Sono orfana, ma probabilmente è normale alla mia età. Per i numeri e la statistica appartengo a quel gruppo, ormai numeroso, che ha superato la metà della propria vita e il cui tempo da vivere si presuppone più esiguo di quello già vissuto. Sono una sopravvissuta allo scorrere degli anni, alle malattie, agli abusi, al dolore. Sono una sopravvissuta alle aspettative, alle delusioni, alle recriminazioni, al rancore. Mi ha salvato sempre e solo l’amore. L’amore dei miei e per i miei, per le amicizie, la natura, la vita. L’amore per un compagno. Mi ha salvato la curiosità. Mi hanno donato fiato il voler sperimentare, il voler conoscere, il voler capire, il non dare mai per scontato nulla. Nel lavoro come nella vita.
Ma ora sono stanca, sento affievolirsi la curiosità per il mondo, le persone, il bello. Ciò mi spaventa, perché mi era estraneo. Finora. Un’entusiasta, questo sono sempre stata. E sono una di quelle a cui si dice: “Sembri ancora una ragazzina”. Talora mi ferisce. “Non sono mai diventata donna?”, mi chiedo. “Forse, è perché non ho mai avuto figli?”
Allora il pensiero va a mia madre che ha avuto quattro figli. Anche lei aveva, già in là negli anni, quell’ostinata espressione di bambina gioiosa.

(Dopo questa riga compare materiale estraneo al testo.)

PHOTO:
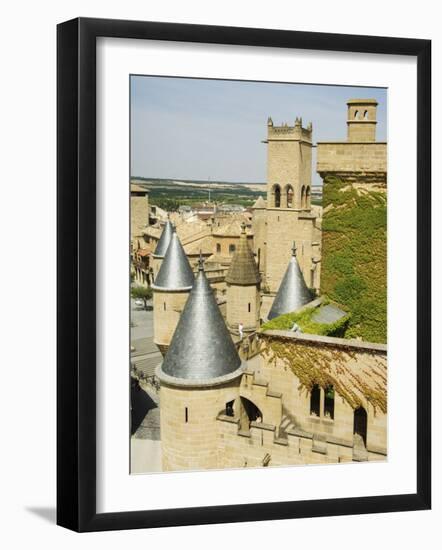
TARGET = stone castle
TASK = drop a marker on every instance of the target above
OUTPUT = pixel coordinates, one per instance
(237, 392)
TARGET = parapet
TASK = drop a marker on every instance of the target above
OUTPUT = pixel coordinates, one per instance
(284, 132)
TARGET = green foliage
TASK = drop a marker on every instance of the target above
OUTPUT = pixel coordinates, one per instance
(305, 323)
(354, 256)
(142, 293)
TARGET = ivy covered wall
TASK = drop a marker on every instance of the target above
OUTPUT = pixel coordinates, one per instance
(354, 256)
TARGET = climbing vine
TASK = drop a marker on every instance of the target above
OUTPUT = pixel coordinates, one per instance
(354, 256)
(325, 365)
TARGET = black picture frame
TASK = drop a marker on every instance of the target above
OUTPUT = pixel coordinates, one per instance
(76, 273)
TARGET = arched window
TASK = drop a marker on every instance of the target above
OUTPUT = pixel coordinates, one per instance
(229, 408)
(277, 196)
(360, 423)
(315, 400)
(307, 198)
(249, 412)
(289, 192)
(303, 196)
(329, 402)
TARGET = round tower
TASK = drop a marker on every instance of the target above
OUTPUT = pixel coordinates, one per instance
(243, 288)
(170, 292)
(293, 292)
(200, 378)
(161, 248)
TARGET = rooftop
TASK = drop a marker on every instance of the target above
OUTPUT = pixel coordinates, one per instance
(175, 272)
(243, 269)
(201, 350)
(293, 292)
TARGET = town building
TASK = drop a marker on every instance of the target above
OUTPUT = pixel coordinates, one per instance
(280, 394)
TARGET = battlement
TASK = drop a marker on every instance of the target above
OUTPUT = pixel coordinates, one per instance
(285, 132)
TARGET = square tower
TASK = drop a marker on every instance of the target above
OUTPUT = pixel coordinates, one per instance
(361, 120)
(289, 165)
(288, 212)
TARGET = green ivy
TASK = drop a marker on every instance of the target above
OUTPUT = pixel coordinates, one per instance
(306, 325)
(354, 256)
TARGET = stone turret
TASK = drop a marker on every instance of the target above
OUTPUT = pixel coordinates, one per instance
(171, 290)
(161, 248)
(199, 377)
(243, 288)
(361, 120)
(293, 292)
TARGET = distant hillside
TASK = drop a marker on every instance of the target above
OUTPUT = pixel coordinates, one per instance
(169, 194)
(354, 256)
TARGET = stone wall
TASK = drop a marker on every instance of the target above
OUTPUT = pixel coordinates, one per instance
(243, 306)
(189, 427)
(259, 227)
(288, 433)
(283, 227)
(139, 214)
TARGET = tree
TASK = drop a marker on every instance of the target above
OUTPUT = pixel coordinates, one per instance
(142, 293)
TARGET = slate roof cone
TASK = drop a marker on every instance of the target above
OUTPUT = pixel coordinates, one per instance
(163, 243)
(175, 272)
(293, 292)
(243, 269)
(202, 350)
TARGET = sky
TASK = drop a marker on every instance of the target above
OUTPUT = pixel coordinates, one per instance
(185, 128)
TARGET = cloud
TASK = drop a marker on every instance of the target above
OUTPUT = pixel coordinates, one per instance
(197, 128)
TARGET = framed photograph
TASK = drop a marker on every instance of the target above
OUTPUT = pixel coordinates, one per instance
(243, 274)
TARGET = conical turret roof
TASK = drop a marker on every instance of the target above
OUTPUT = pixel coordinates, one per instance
(201, 349)
(175, 272)
(259, 203)
(243, 269)
(163, 243)
(293, 292)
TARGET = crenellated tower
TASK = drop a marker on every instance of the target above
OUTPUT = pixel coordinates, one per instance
(361, 120)
(289, 213)
(243, 288)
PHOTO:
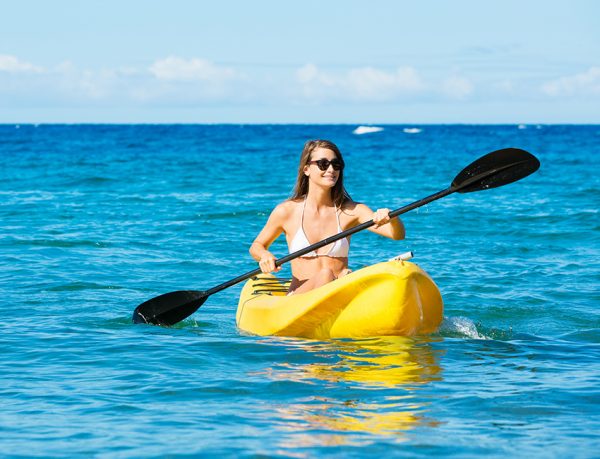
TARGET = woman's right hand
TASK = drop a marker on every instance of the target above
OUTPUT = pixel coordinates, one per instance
(267, 263)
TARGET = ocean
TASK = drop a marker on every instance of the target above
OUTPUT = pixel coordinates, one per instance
(96, 219)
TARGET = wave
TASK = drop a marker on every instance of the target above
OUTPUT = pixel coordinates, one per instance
(366, 130)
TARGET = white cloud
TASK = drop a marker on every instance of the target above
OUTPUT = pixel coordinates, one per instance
(585, 83)
(457, 87)
(12, 64)
(363, 83)
(178, 69)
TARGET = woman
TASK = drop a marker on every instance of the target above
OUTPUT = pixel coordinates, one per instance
(319, 208)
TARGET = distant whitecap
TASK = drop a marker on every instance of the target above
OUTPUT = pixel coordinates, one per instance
(366, 130)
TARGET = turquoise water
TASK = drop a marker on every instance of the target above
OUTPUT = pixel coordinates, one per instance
(96, 219)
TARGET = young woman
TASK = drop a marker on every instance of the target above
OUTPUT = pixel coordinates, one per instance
(319, 208)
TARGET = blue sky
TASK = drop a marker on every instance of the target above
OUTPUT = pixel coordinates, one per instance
(301, 62)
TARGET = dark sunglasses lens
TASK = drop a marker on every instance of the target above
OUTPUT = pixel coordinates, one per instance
(336, 164)
(323, 164)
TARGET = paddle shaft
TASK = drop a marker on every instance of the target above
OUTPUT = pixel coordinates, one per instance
(331, 239)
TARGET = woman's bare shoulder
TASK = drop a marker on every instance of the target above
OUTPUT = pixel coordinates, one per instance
(285, 208)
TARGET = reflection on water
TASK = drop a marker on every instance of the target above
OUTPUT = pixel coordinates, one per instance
(372, 389)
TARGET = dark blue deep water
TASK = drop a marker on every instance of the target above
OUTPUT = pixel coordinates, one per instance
(95, 219)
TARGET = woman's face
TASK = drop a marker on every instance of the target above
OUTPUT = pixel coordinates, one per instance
(327, 177)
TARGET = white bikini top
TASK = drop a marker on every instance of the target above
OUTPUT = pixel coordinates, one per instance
(340, 248)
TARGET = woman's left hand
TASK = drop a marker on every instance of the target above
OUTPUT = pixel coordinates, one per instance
(381, 217)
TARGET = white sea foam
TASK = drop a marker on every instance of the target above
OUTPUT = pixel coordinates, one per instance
(366, 130)
(462, 326)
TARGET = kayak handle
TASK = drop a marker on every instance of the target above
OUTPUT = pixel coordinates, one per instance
(403, 256)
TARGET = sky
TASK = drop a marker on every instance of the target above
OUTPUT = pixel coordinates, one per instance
(324, 61)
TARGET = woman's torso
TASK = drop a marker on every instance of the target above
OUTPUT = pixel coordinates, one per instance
(305, 224)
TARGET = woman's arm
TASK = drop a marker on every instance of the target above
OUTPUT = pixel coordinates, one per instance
(392, 228)
(271, 231)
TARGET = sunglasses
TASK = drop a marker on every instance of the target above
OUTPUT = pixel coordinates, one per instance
(323, 164)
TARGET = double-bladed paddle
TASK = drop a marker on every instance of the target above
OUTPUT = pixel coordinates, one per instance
(490, 171)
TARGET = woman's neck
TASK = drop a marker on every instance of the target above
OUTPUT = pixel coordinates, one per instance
(319, 197)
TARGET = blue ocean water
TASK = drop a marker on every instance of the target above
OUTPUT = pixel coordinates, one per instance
(96, 219)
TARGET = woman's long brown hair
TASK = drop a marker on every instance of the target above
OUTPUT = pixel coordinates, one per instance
(339, 195)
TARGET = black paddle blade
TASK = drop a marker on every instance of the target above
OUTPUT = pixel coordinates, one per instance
(170, 308)
(495, 169)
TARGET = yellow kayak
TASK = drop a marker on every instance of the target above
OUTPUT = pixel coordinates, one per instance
(390, 298)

Quindi, immagino che in quel “ragazzina” che mi viene attestato, ci sia un po’ del suo candore, della sua capacità di sognare comunque, di colorare caparbiamente anche gli angoli più bui. Mi dico che quel “ragazzina” non è un insulto, un neo, un mettere il dito nella piaga di una presunta immaturità, ma il riconoscimento di una qualità.
Poi continuo a camminare e non ne sono più sicura.
Sono stanca e vorrei per un po’ chiudere gli occhi, farmi portare via dalle onde, dal vento, dal mare, dal suono del mondo.
Sono stanca ma grata. Sono stanca, ma continuo a cantare.